Is it too controversial then, to take what we are finding out about Stomach bacteria affecting our minds and passions to maybe go a step further and think they might also have negative impacts on brain development? They've got the tools and the weapons, after all.
The CONNECTION here with Immunizations for me, is that when babies are out of the womb, their bodies are still trying to figure out "friend and foe." They eat peas for the first time -- and nothing bad happens; Friend. But when we immunize people -- the "bad chicken pox" is mixed in with what is called an adjutant. It's some stuff that makes you a "little sick" so that your body recognizes the dead virus signatures it delivers as "foe." But how does the body know the difference between genetic markers for chicken pox and the fist time a baby has had peas? I'm asking the question because I don't know how a body knows the difference and I wonder how many "Immunizations are always good" people have bothered to ask the question, or wonder if the TIMING of immunizations might not be why we have so many kids with food allergies.
So if we PERHAPS can entertain the idea that adjutants can immunize children against Chicken Pox and Peas or Peanuts at the same time -- what happens if it immunizes them against certain important proteins necessary for development? Being allergic to a specific protein that might cause Autism? The immune system can attack ANYTHING, and for the most part, it is not pre-programmed. When babies are developing, it figures out what to attack and not attack.
The reason our current statistic models can't narrow down this direct connection is that it is Russian Roulette with a million factors. A peanut allergy, hyperactivity, autism, diabetes, depression,... whatever. A million ailments, a million variables and million opportunities. Most of the time, nothing happens.
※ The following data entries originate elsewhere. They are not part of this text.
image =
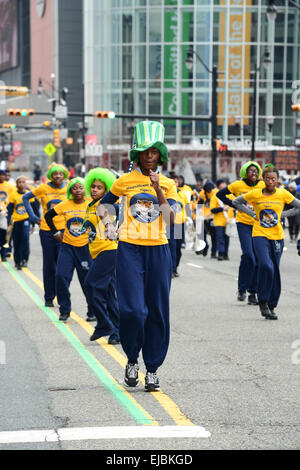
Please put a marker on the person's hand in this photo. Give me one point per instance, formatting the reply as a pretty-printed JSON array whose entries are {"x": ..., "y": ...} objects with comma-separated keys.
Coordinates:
[
  {"x": 110, "y": 231},
  {"x": 58, "y": 236},
  {"x": 154, "y": 177}
]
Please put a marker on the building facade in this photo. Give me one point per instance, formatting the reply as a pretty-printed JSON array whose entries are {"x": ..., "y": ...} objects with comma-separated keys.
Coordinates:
[{"x": 135, "y": 63}]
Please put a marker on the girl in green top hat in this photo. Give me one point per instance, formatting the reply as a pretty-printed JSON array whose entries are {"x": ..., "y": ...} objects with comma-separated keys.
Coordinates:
[
  {"x": 250, "y": 175},
  {"x": 49, "y": 194},
  {"x": 143, "y": 260}
]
There has been a lot of cock sure speculation and certainty on both sides of the argument here. And some vaccines have great benefits -- while others are NOT PROVEN and people accept on faith that "since we dealt with Polio and Measles ALL VACCINES = PROGRESS". We need more real studies for each case, and on when they should be given. I'd push for most not given to babies (except for HPV vaccine) until after 9 months unless there is another risk factor.
My solution is not ALL VACCINES = BAD, but my point is that timing is everything and good vaccines are good.